Debt can be an issue. I would pay down the highest-costing debt first. That might be credit cards, it might be student loans.

The wild card is President Biden keeps talking about reducing or eliminating student debt. So, I would be reluctant to pay it off faster than necessary right now. You would feel awful about paying it off, and then the next week, they come in and forgive everyone’s debt.

Inflation affects both income and savings. We have had decades of low inflation, so many people have never experienced higher. Even 2 percent to 3 percent inflation over 10 years makes a dramatic difference in purchasing power.

In recent years, savers have been getting almost nothing in money held in bonds or certificates of deposit. That has ticked up now. Some money market funds are paying over 4 percent, and some are even bumping up into the fives. If you have money sitting in a bank account and it is not earning anything, get invested somewhere where you can earn a safe 4 percent or 5 percent annually.

Resist the temptation to splurge. Professionals—especially in health care disciplines—do not earn much when they are going through school. When they finally graduate, they make what seems like a lot to them, so there is a temptation to splurge.

Whatever their income is today, it is likely to rise due to experience and inflation. So instead of thinking, “I’m making $300,000 this year, and I know next year I’m going to make $350,000, so I’m going to buy the car I want and the cabin on the lake,” I tell them to wait until they are at that point before buying.

Sometimes, a doctor who has been living frugally sees a big salary number, and it seems almost inexhaustible. And I tell them that it is exhaustible, but if they wait a while, they will be able to do everything they want.

Americans make bad spending decisions. We spend money on stuff that doesn’t maintain value. You buy that sparkling new car, and two days later, it is worth $25,000 less. Good decisions make a stark difference in how you fare over time.

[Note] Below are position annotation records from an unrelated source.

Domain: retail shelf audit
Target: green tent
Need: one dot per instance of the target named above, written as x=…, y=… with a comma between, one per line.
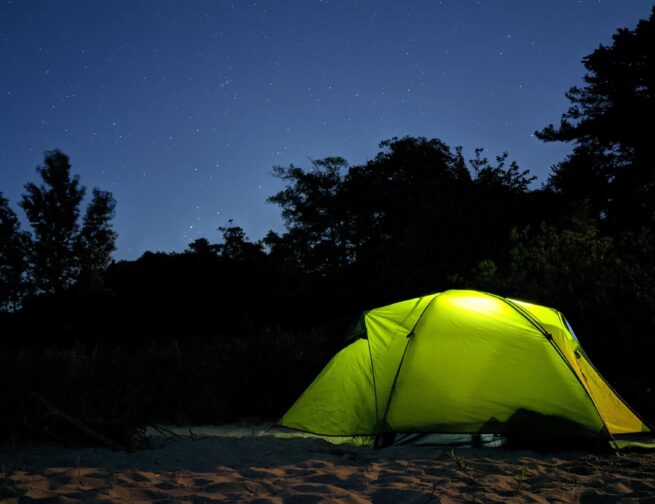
x=462, y=361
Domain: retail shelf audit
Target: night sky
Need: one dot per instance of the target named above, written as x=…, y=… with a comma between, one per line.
x=182, y=108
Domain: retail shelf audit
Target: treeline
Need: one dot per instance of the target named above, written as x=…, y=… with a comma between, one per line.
x=232, y=328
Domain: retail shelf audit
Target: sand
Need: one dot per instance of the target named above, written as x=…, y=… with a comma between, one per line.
x=251, y=464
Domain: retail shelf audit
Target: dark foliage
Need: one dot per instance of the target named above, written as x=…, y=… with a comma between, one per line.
x=238, y=328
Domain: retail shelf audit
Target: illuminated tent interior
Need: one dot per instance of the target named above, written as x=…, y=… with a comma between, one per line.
x=463, y=362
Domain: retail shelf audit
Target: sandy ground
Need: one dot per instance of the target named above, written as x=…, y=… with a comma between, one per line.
x=250, y=464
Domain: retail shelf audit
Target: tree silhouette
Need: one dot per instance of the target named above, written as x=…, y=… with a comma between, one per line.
x=61, y=253
x=610, y=123
x=96, y=240
x=13, y=250
x=53, y=210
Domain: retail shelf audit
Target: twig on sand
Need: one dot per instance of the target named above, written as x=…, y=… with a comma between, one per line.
x=80, y=426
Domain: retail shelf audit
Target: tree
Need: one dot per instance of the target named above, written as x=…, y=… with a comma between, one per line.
x=96, y=240
x=610, y=124
x=315, y=214
x=60, y=252
x=236, y=246
x=13, y=265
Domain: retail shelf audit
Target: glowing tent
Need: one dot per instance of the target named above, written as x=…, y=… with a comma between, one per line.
x=462, y=362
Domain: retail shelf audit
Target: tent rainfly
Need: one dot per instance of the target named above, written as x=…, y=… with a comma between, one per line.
x=463, y=361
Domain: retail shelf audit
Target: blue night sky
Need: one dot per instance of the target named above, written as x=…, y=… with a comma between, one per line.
x=182, y=108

Much of this is just research. It used to be that financial advisers knew stuff nobody else knew; that is not so true anymore. I doubt I know anything that you could not find out yourself. But the value of a good adviser is that you do not have to study it yourself. I also think a lot of people think they are doing a decent job with investing and finance, but they don’t know what they don’t know.

I can read up on medical stuff, but there is a real value in my sitting down with my physician, who helps me understand and apply things to my own circumstances. And that is what a good financial adviser does. There is genuine value in an ongoing professional relationship.

About the author

Dan Danford, a certified financial planner, is the founder and chairman of the Family Investment Center in St. Joseph.